Chain-of-Thought Reasoning
CoT prompting is essential for reasoning-intensive tasks. In Place-by-Color and Block-Spell, WALL-OSS significantly outperforms baselines, especially under conditions requiring intermediate logical inference. Baseline models fail to align high-level policy with low-level execution, leading to poor performance.
Multi-modal Co-training
Joint training on action, CoT/subtask generation, and 2D referring expression grounding yields superior instruction-following accuracy:
| Block Type | 
WALL-OSS (Co-training) | 
WALL-OSS (Action-only) | 
π0​ (Action-only) | 
| Letter | 
87% | 
26% | 
9% | 
| Number | 
95% | 
80% | 
35% | 
 
Multi-modal co-training is critical for fine-grained instruction adherence.
Figure 7: Performance comparison with state-of-the-art policies across all evaluation tasks, showing both in-distribution and out-of-distribution results.
Theoretical and Practical Implications
WALL-OSS demonstrates that tightly coupled multimodal reasoning and action modeling can be achieved without a zero-sum trade-off between VL and action capabilities. The staged curriculum and MoE architecture enable scalable, unified mapping from high-level instructions to fine-grained actions, supporting flexible inference and robust generalization.

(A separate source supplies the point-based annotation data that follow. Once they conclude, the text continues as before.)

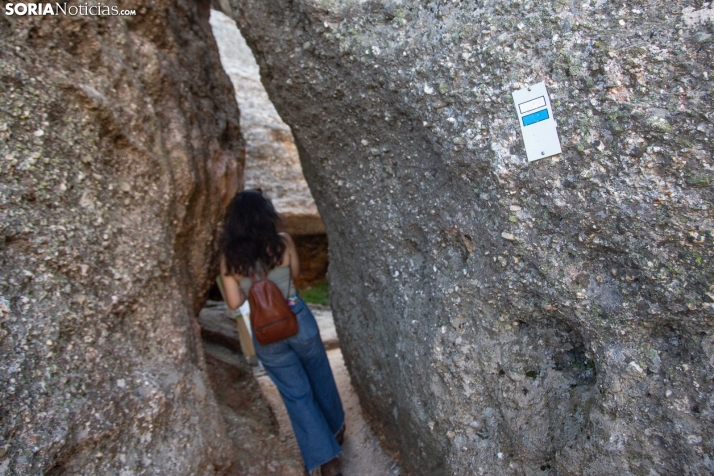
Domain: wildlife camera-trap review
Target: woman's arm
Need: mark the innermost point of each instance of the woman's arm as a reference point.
(291, 253)
(234, 294)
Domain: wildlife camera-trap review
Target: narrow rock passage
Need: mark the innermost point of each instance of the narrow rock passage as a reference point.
(361, 453)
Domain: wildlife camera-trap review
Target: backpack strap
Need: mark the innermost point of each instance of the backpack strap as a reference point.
(261, 275)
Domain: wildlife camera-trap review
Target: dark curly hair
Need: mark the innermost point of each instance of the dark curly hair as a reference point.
(250, 234)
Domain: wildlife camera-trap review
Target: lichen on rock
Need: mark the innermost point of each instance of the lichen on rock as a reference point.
(119, 151)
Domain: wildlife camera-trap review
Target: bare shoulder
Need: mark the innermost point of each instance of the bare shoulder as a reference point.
(290, 250)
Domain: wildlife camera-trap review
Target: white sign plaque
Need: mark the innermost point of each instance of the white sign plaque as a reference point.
(535, 116)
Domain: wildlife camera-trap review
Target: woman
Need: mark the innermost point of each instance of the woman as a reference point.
(297, 365)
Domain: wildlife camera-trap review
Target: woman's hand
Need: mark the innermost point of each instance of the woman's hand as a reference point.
(291, 256)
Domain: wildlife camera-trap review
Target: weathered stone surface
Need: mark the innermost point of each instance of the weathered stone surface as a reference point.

The results suggest that end-to-end differentiable architectures, augmented with embodied VQA and unified CoT, are key to advancing embodied foundation models. The approach validates the feasibility of scaling VLMs to embodied intelligence, with strong empirical gains in reasoning, planning, and manipulation.
Future Directions
The paper highlights the qualitative distinctness of action signals—sparse, high-dimensional, and requiring alignment between high-level reasoning and low-level control. Intermediate modalities (e.g., 3D perception, future-frame prediction) may further reduce the difficulty of VL→A mapping. The relative efficiency of strictly end-to-end versus intermediate-route approaches remains an open question, contingent on data and algorithmic advances in adjacent industries.
Conclusion
WALL-OSS establishes a principled framework for bridging the semantic-sensorimotor divide in embodied AI. Through architectural coupling, staged curriculum, and unified CoT reasoning, it achieves state-of-the-art performance in manipulation, reasoning, and instruction following. The open-sourcing of code and checkpoints facilitates reproducible research and community development, marking a significant step toward general-purpose embodied foundation models.